Counting number of vowels in a string with JavaScript

Question

I\'m using basic JavaScript to count the number of vowels in a string. The below code works but I would like to have it cleaned up a bit. Would using .includes()

Answer 1

Short and ES6, you can use the function count(str);

const count = str => (str.match(/[aeiou]/gi) || []).length;

Answer 2

function countVowels(subject) {
    return subject.match(/[aeiou]/gi).length;
}

You don't need to convert anything, Javascript's error handling is enough to hint you on such a simple function if it will be needed.

Answer 3

Convert the string to an array using the Array.from() method, then use the Array.prototype.filter() method to filter the array to contain only vowels, and then the length property will contain the number of vowels.

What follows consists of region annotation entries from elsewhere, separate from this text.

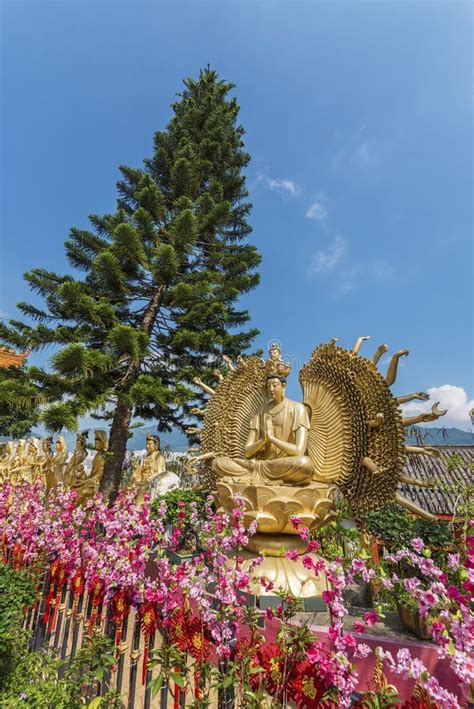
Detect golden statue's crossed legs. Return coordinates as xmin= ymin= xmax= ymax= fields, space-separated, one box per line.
xmin=212 ymin=455 xmax=314 ymax=485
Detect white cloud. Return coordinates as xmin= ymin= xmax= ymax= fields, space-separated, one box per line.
xmin=310 ymin=235 xmax=346 ymax=273
xmin=337 ymin=261 xmax=395 ymax=295
xmin=369 ymin=261 xmax=395 ymax=281
xmin=354 ymin=140 xmax=378 ymax=167
xmin=402 ymin=384 xmax=474 ymax=430
xmin=257 ymin=173 xmax=301 ymax=197
xmin=306 ymin=196 xmax=327 ymax=222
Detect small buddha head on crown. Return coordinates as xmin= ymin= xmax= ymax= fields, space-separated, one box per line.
xmin=265 ymin=342 xmax=291 ymax=384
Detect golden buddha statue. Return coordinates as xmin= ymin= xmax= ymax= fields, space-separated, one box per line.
xmin=131 ymin=434 xmax=169 ymax=505
xmin=193 ymin=337 xmax=445 ymax=597
xmin=90 ymin=428 xmax=109 ymax=490
xmin=64 ymin=429 xmax=108 ymax=506
xmin=0 ymin=441 xmax=16 ymax=482
xmin=12 ymin=438 xmax=38 ymax=483
xmin=45 ymin=436 xmax=68 ymax=495
xmin=64 ymin=432 xmax=87 ymax=488
xmin=212 ymin=343 xmax=314 ymax=486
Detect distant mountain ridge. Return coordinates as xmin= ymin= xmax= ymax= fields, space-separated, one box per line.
xmin=4 ymin=424 xmax=474 ymax=453
xmin=406 ymin=426 xmax=474 ymax=446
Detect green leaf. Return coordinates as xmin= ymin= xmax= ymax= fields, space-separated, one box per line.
xmin=148 ymin=672 xmax=164 ymax=698
xmin=87 ymin=697 xmax=102 ymax=709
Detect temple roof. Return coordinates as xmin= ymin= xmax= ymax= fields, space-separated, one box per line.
xmin=0 ymin=347 xmax=29 ymax=367
xmin=399 ymin=446 xmax=474 ymax=516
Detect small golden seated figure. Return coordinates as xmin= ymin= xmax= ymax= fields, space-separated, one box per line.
xmin=131 ymin=434 xmax=166 ymax=505
xmin=0 ymin=441 xmax=16 ymax=482
xmin=45 ymin=436 xmax=68 ymax=495
xmin=212 ymin=345 xmax=314 ymax=486
xmin=12 ymin=438 xmax=38 ymax=483
xmin=64 ymin=433 xmax=87 ymax=488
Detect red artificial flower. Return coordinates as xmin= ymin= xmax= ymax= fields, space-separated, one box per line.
xmin=258 ymin=643 xmax=284 ymax=694
xmin=110 ymin=589 xmax=129 ymax=623
xmin=234 ymin=638 xmax=265 ymax=692
xmin=289 ymin=660 xmax=329 ymax=709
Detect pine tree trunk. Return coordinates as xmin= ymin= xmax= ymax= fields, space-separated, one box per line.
xmin=100 ymin=285 xmax=165 ymax=504
xmin=100 ymin=402 xmax=133 ymax=503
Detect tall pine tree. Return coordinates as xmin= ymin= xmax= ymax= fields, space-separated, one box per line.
xmin=0 ymin=68 xmax=260 ymax=498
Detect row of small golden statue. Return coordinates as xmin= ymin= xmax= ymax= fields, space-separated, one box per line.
xmin=0 ymin=429 xmax=180 ymax=505
xmin=0 ymin=436 xmax=68 ymax=492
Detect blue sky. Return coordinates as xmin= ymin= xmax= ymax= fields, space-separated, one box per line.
xmin=0 ymin=0 xmax=474 ymax=428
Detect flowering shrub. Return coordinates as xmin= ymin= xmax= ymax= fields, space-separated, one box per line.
xmin=0 ymin=483 xmax=474 ymax=707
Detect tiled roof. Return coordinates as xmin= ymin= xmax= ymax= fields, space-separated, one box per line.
xmin=399 ymin=446 xmax=474 ymax=516
xmin=0 ymin=347 xmax=29 ymax=367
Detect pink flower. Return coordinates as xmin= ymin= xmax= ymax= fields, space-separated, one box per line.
xmin=411 ymin=537 xmax=425 ymax=554
xmin=364 ymin=609 xmax=379 ymax=628
xmin=321 ymin=591 xmax=336 ymax=604
xmin=354 ymin=643 xmax=372 ymax=658
xmin=447 ymin=554 xmax=460 ymax=569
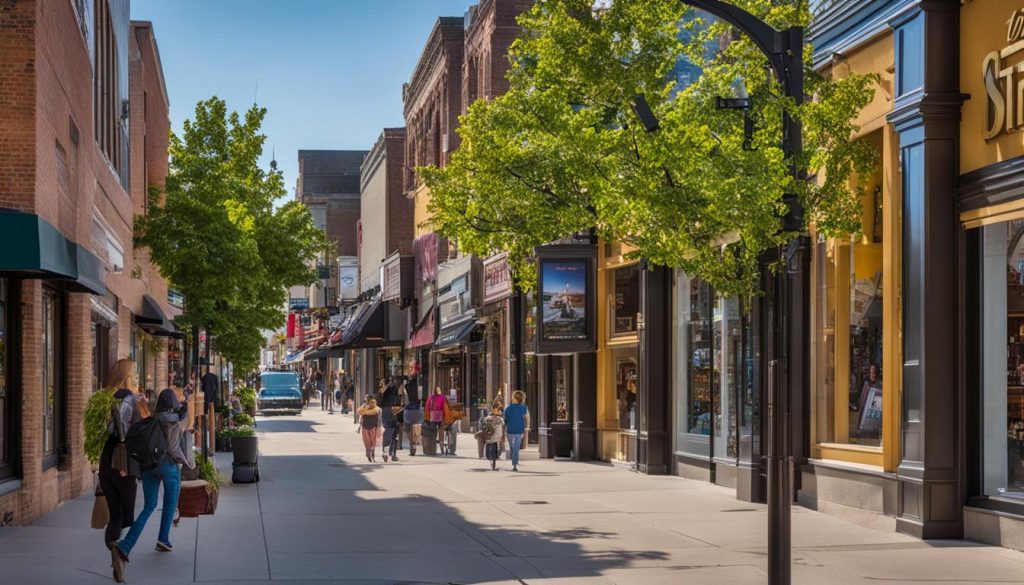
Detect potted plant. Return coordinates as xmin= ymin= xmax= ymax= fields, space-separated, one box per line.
xmin=231 ymin=425 xmax=257 ymax=464
xmin=178 ymin=455 xmax=220 ymax=517
xmin=216 ymin=427 xmax=233 ymax=451
xmin=231 ymin=413 xmax=256 ymax=426
xmin=234 ymin=386 xmax=256 ymax=416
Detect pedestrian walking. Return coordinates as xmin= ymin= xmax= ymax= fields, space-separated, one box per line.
xmin=424 ymin=386 xmax=447 ymax=454
xmin=476 ymin=407 xmax=505 ymax=469
xmin=402 ymin=382 xmax=423 ymax=455
xmin=379 ymin=379 xmax=408 ymax=463
xmin=302 ymin=375 xmax=313 ymax=408
xmin=99 ymin=359 xmax=150 ymax=583
xmin=327 ymin=370 xmax=341 ymax=414
xmin=344 ymin=376 xmax=355 ymax=414
xmin=355 ymin=396 xmax=381 ymax=463
xmin=441 ymin=399 xmax=466 ymax=456
xmin=505 ymin=390 xmax=529 ymax=471
xmin=112 ymin=388 xmax=190 ymax=580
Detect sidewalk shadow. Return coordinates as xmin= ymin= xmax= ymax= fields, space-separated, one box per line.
xmin=253 ymin=454 xmax=669 ymax=584
xmin=249 ymin=417 xmax=324 ymax=432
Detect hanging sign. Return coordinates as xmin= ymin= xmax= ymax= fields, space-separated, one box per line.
xmin=483 ymin=253 xmax=512 ymax=304
xmin=537 ymin=244 xmax=597 ymax=353
xmin=981 ymin=8 xmax=1024 ymax=140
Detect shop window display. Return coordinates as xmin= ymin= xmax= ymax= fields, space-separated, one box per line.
xmin=981 ymin=219 xmax=1024 ymax=499
xmin=812 ymin=133 xmax=885 ymax=447
xmin=42 ymin=288 xmax=65 ymax=466
xmin=613 ymin=348 xmax=637 ymax=430
xmin=673 ymin=271 xmax=757 ymax=458
xmin=611 ymin=264 xmax=640 ymax=336
xmin=0 ymin=279 xmax=14 ymax=479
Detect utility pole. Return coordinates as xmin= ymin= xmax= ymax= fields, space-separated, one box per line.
xmin=634 ymin=0 xmax=808 ymax=585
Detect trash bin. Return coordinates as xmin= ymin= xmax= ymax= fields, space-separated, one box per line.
xmin=420 ymin=421 xmax=437 ymax=457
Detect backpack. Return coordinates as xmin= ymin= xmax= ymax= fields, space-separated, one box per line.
xmin=125 ymin=416 xmax=167 ymax=470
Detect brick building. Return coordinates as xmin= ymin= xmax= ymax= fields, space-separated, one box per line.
xmin=462 ymin=0 xmax=534 ymax=109
xmin=358 ymin=128 xmax=415 ymax=292
xmin=0 ymin=0 xmax=171 ymax=525
xmin=402 ymin=16 xmax=465 ymax=386
xmin=290 ymin=151 xmax=367 ymax=307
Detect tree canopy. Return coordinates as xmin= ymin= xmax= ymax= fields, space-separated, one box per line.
xmin=135 ymin=97 xmax=326 ymax=371
xmin=418 ymin=0 xmax=877 ymax=294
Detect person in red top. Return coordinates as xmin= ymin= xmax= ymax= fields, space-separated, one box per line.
xmin=424 ymin=386 xmax=447 ymax=452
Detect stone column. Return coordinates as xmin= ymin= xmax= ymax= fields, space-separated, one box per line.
xmin=637 ymin=266 xmax=671 ymax=474
xmin=889 ymin=0 xmax=964 ymax=538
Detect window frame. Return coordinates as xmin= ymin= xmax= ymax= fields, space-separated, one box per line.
xmin=810 ymin=125 xmax=903 ymax=472
xmin=40 ymin=285 xmax=68 ymax=470
xmin=0 ymin=278 xmax=22 ymax=482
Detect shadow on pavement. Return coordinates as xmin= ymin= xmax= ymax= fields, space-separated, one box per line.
xmin=250 ymin=415 xmax=323 ymax=432
xmin=252 ymin=455 xmax=668 ymax=584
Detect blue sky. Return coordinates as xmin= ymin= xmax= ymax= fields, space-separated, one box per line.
xmin=131 ymin=0 xmax=476 ymax=201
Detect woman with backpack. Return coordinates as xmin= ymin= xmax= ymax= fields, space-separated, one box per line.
xmin=112 ymin=388 xmax=190 ymax=582
xmin=476 ymin=407 xmax=505 ymax=469
xmin=355 ymin=396 xmax=383 ymax=463
xmin=505 ymin=390 xmax=529 ymax=471
xmin=401 ymin=380 xmax=423 ymax=455
xmin=99 ymin=359 xmax=150 ymax=583
xmin=423 ymin=386 xmax=449 ymax=454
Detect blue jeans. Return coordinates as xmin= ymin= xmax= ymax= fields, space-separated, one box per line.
xmin=508 ymin=432 xmax=523 ymax=467
xmin=118 ymin=462 xmax=181 ymax=554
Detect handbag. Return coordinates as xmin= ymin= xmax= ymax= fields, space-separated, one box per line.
xmin=90 ymin=482 xmax=111 ymax=530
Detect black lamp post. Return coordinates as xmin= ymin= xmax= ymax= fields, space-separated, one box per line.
xmin=634 ymin=0 xmax=806 ymax=585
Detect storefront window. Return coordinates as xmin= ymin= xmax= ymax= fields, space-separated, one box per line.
xmin=981 ymin=219 xmax=1024 ymax=499
xmin=92 ymin=317 xmax=111 ymax=392
xmin=522 ymin=292 xmax=537 ymax=351
xmin=713 ymin=297 xmax=744 ymax=457
xmin=42 ymin=288 xmax=63 ymax=466
xmin=611 ymin=264 xmax=640 ymax=336
xmin=677 ymin=276 xmax=713 ymax=434
xmin=612 ymin=347 xmax=637 ymax=430
xmin=167 ymin=337 xmax=187 ymax=386
xmin=548 ymin=356 xmax=572 ymax=422
xmin=0 ymin=279 xmax=14 ymax=479
xmin=812 ymin=132 xmax=886 ymax=447
xmin=673 ymin=270 xmax=757 ymax=459
xmin=522 ymin=353 xmax=541 ymax=441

const countVowels = str => Array.from(str)
  .filter(letter => 'aeiou'.includes(letter)).length;

console.log(countVowels('abcdefghijklmnopqrstuvwxyz')); // 5
console.log(countVowels('test')); // 1
console.log(countVowels('ffffd')); // 0

Answer 4

This is the shortest solution

 function getCount(str) {
 return (str.match(/[aeiou]/ig)||[]).length;
 }

Answer 5

You can use the simple includes function, which returns true if the given array contains the given character, and false if not.

Note: The includes() method is case sensitive. So before comparing a character convert it to lowercase to avoid missing all the possible cases.

for (var i = 0; i <= string.length - 1; i++) {
  if ('aeiou'.includes(string[i].toLowerCase())) {
    vowelsCount += 1;
  }
}

Answer 6

Use match but be careful as it can return a null if no match is found

const countVowels = (subject => (subject.match(/[aeiou]/gi) || []).length);